"The goal for this program is to keep Michigan's blueberry industry on the cutting edge of new technology as well as implementation of new research that keep Michigan's blueberry farmers economically viable in the world market into the future," according to the Michigan Department of Agriculture and Rural Development's website. "This program shall emphasize advancements in blueberry research, information delivery, and Michigan industry-wide collaboration."
A referendum has been scheduled for Jan. 9-20. The Michigan Department of Agriculture and Rural Development will oversee it.
Public hearings on the matter were conducted in Holland and South Haven last month.

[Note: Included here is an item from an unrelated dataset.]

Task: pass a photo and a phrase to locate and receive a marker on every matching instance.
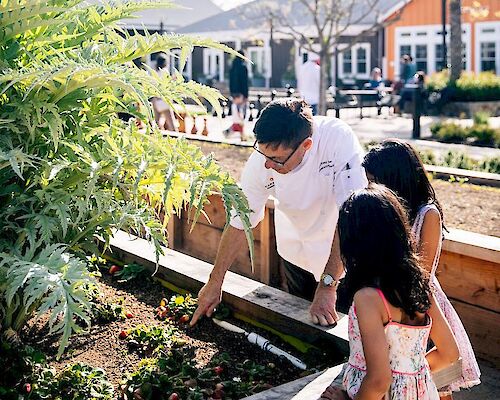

Michigan leads the nation in growing blueberries, producing over one-third of all of the blueberries eaten in the U.S., according to the MDA. In 2011, the state produced 72 million pounds and over 20 varieties of the sweet, round, cultivated berries. Michigan blueberries are grown, harvested and processed by over 600 family farms, contributing nearly $118.7 million to the state's economy. Allegan, Ottawa, Berrien, Muskegon and Van Buren counties comprise the state's primary blueberry growing region.
A committee of seven blueberry producers appointed by Gov. Rick Snyder would oversee the program. It would be funded by assessments on blueberries grown in the state.
The proposal calls for a maximum assessment of up to three-tenths of a cent per pound of blueberries sold.
To be adopted, the program must receive support from more than 50 percent of votes cast, representing more than 50 percent of the total bushels voted.
Michigan is second only to California in the nation when it comes to crop diversity - apples, blueberries, wine grapes, strawberries, they all attract tourists from around the state and around the Midwest. A 2011 survey of fruit farms showed 825 apple orchards, 600 blueberry farms , 850 cherry orchards, 455 vineyards, 360 peach orchards and 170 strawberry farms in the state.